Réponse à Xavier Bertrand :

Oui bien entendu qu'i y a quelqu'un qui a mis le nom sur le listing.

Et si (JE DIS BIEN "ET SI")  ce quelqu'un c'était "Le Président de la République" en personne? (ce n'est qu'une thèse mais toutes les thèses doivent être examinées et de plus en plus de
personnes le pensent.)
Moi j'en connais bien un qui a fait un salle coup à Robert André Vivien : UN COUP DE LA MEME ESPECE).
Et comment voulez vous que le tribunal fasse son travail si c'est le Président de la République en personne qui est son employeur et le garant de sa promotion.
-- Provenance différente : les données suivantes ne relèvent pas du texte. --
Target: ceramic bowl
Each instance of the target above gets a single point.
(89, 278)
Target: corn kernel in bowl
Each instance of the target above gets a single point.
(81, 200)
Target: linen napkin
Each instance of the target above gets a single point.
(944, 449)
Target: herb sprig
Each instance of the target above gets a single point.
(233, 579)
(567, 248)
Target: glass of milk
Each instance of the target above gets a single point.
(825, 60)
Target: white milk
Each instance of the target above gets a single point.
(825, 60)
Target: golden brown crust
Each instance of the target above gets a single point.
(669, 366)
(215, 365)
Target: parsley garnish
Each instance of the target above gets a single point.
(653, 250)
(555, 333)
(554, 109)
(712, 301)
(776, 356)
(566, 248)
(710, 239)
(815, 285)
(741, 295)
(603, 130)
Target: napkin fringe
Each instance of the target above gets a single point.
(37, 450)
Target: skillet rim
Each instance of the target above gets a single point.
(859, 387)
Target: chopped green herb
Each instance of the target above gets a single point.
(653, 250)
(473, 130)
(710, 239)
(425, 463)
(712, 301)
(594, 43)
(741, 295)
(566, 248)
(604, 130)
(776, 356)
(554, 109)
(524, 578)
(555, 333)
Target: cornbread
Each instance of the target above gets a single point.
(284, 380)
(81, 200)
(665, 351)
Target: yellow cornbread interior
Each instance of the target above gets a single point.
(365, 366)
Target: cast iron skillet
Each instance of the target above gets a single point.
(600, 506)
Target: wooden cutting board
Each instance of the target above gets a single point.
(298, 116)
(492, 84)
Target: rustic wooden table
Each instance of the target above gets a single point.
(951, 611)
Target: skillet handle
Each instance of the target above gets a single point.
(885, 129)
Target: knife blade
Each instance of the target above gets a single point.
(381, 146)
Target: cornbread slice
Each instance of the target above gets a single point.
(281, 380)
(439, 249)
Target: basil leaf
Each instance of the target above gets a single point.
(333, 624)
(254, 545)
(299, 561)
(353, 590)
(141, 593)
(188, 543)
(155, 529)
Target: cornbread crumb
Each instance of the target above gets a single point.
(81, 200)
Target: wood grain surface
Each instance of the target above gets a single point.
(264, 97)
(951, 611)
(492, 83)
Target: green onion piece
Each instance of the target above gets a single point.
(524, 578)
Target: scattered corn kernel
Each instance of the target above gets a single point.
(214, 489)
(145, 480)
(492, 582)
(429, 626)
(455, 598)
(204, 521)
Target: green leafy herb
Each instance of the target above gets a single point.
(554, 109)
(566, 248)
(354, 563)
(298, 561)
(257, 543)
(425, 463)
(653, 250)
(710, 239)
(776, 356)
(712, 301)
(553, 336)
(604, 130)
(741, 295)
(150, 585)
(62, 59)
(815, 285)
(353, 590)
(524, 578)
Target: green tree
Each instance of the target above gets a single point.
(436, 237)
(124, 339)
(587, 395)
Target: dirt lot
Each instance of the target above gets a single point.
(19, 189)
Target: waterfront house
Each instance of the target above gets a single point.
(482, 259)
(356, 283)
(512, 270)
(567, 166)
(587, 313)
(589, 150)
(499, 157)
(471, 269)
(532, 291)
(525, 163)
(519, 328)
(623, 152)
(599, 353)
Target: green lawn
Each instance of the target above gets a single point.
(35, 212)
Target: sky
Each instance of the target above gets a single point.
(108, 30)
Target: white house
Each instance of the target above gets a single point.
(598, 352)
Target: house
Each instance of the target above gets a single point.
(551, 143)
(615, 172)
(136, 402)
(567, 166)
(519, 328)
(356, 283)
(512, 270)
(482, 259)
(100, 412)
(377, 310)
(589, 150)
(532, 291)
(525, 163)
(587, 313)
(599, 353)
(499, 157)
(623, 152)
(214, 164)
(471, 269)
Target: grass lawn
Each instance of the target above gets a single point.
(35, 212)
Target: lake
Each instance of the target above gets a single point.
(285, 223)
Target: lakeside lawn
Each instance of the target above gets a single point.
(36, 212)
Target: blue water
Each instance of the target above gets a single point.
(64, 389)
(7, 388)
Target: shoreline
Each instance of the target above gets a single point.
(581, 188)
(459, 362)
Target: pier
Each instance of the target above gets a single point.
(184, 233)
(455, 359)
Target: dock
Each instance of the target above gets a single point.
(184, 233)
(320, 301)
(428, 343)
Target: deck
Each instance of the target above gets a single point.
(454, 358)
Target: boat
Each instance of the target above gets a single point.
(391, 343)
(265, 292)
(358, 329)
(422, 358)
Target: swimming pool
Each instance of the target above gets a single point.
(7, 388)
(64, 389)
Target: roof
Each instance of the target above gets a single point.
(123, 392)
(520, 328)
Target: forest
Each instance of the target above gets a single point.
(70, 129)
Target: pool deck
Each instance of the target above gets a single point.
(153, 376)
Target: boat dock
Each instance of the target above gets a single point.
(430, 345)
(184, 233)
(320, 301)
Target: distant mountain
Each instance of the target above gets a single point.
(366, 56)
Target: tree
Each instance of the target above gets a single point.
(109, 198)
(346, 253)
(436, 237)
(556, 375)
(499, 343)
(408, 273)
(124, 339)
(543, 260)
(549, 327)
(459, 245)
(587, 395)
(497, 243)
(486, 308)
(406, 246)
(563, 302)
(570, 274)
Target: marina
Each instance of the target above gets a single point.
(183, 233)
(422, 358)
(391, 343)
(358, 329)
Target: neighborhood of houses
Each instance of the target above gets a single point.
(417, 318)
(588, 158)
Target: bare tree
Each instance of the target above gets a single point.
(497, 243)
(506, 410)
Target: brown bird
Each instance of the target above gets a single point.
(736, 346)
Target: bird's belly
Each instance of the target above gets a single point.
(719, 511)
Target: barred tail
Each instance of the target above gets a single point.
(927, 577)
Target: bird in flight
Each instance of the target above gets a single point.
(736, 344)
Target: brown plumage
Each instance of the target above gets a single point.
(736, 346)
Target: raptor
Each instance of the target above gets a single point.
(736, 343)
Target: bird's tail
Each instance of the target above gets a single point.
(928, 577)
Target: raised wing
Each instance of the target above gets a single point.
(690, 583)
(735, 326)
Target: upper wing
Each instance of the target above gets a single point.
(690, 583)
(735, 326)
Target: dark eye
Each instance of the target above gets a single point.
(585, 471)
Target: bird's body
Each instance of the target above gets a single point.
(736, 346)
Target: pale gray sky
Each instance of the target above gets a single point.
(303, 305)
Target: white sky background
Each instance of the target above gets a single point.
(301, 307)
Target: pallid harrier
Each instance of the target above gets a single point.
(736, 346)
Mobile du "crime" : Détruire un potentiel adversaire aux futures primaires de l' UMP et pour cela instrumentaliser la justice en lui faisant peur d'ou le faux lapsus impossible pour un avocat.
Ce faux lapsus est un fait un ordre donné aux magistrats leur faisant comprendre que le coupable d'office désigné l'était par le donneur d'ordre  de New York .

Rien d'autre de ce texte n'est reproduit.